1/47701/131,50,40,AQ0AAAAAAA...
The first three columns are required to assign historical traffic to an edge, while the historical_speeds column is optional for providing more detailed speed information. The edge_id column represents the internal graph_id of ways in the valhalla graph. Check the previous section to see how your data can be mapped on these graph_id's. The columns freeflow_speed represents the typical speed during night and constrained_speed is the typical speed during day (in km/h).

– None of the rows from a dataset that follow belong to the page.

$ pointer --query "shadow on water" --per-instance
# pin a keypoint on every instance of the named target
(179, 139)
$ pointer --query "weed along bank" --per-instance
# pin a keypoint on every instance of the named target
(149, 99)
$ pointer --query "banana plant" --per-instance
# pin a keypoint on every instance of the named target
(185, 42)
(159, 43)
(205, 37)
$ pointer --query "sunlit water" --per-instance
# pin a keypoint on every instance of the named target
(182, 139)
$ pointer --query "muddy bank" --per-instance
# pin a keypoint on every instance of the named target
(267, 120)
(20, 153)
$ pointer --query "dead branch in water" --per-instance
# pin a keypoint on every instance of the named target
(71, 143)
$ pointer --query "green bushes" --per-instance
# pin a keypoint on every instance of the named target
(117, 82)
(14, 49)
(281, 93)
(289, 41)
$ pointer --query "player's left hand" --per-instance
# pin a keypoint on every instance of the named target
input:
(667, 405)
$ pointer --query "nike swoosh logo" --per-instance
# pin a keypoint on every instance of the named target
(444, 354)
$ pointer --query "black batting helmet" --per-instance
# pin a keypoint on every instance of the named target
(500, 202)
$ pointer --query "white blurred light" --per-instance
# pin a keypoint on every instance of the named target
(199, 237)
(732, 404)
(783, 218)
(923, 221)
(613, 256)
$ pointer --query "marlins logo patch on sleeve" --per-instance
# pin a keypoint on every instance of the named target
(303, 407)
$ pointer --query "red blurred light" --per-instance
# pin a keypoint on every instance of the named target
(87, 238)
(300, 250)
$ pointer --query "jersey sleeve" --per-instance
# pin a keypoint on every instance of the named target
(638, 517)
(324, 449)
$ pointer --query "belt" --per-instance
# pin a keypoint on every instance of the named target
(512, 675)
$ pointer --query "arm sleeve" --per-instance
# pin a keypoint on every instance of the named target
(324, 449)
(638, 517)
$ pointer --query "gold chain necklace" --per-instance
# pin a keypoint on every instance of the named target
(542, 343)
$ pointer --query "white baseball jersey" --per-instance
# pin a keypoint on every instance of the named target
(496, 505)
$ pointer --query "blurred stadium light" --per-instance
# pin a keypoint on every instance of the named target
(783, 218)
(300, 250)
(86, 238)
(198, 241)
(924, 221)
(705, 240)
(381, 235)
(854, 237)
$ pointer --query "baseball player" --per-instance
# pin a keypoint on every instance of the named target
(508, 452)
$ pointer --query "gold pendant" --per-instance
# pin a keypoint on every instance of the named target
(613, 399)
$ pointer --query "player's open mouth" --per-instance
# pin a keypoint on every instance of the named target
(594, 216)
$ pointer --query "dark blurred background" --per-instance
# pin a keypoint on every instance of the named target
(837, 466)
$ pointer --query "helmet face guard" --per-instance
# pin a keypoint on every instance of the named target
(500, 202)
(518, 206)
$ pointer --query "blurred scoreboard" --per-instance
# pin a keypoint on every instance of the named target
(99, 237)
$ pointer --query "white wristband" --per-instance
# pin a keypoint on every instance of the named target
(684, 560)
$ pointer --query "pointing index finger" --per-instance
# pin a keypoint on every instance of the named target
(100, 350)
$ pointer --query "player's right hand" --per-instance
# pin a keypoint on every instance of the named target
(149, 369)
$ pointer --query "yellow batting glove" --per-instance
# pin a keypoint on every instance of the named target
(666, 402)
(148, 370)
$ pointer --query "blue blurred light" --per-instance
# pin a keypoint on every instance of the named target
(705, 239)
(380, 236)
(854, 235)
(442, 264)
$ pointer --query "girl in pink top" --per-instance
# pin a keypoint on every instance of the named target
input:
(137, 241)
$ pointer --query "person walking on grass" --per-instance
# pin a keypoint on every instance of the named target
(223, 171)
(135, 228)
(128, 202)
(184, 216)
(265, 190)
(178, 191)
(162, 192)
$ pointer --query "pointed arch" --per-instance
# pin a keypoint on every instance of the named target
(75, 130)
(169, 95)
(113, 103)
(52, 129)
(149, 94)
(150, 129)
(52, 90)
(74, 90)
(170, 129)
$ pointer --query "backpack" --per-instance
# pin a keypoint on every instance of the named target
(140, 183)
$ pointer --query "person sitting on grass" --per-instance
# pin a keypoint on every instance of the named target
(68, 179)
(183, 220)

The historical_speeds column contains more detailed information about how the traffic on a segment changes over the week. It requires the estimated speed (in km/h) of a road segment in 5 minute intervals covering a whole week. This leads to a total of 2016 speed values per road segment, which should start at Sunday 0:00. The historical_speeds column contains an DCT-II encoded version of the 2016 speed values. It can be obtained by using functions whose implementation can be found in the valhalla source code. First compress_speed_buckets(const float* speeds) can be called to obtain an array of coefficients. In a next step encode_compressed_speeds(const int16_t* coefficients) can be used to convert these to the string encoded version of the speed values, which can be put into the CSV-file.
Finally, the speed of each way has to be put into the correct place in a folder hierarchy. This folder hierarch should look similar to valhalla’s tile hierarchy. An example tile hierarchy could look like this:
.
|-- 0
| `-- 003
| `-- 015.gph
|-- 1
| `-- 047
| `-- 701.gph
The traffic folder structure, containing the traffic CSV files, should accordingly look like this:
.
|-- 0
| `-- 003
| `-- 015.csv
|-- 1
| `-- 047
| `-- 701.csv
If a way's information is found in 0/003/015.gph, then its matching speed values have to be saved in 0/003/015.csv. To find the path in the tile hierarchy to save a speed value in, the function GraphTile::FileSuffixcan be used to obtain the path from a graph_id. Its implementation can be found in the valhalla source code.
In a last step, the traffic data has to be added to the routing graph. This can be done by using the valhalla_add_predicted_traffic tool. Its parameter -t can be used to hand over the folder which contains the traffic CSV files.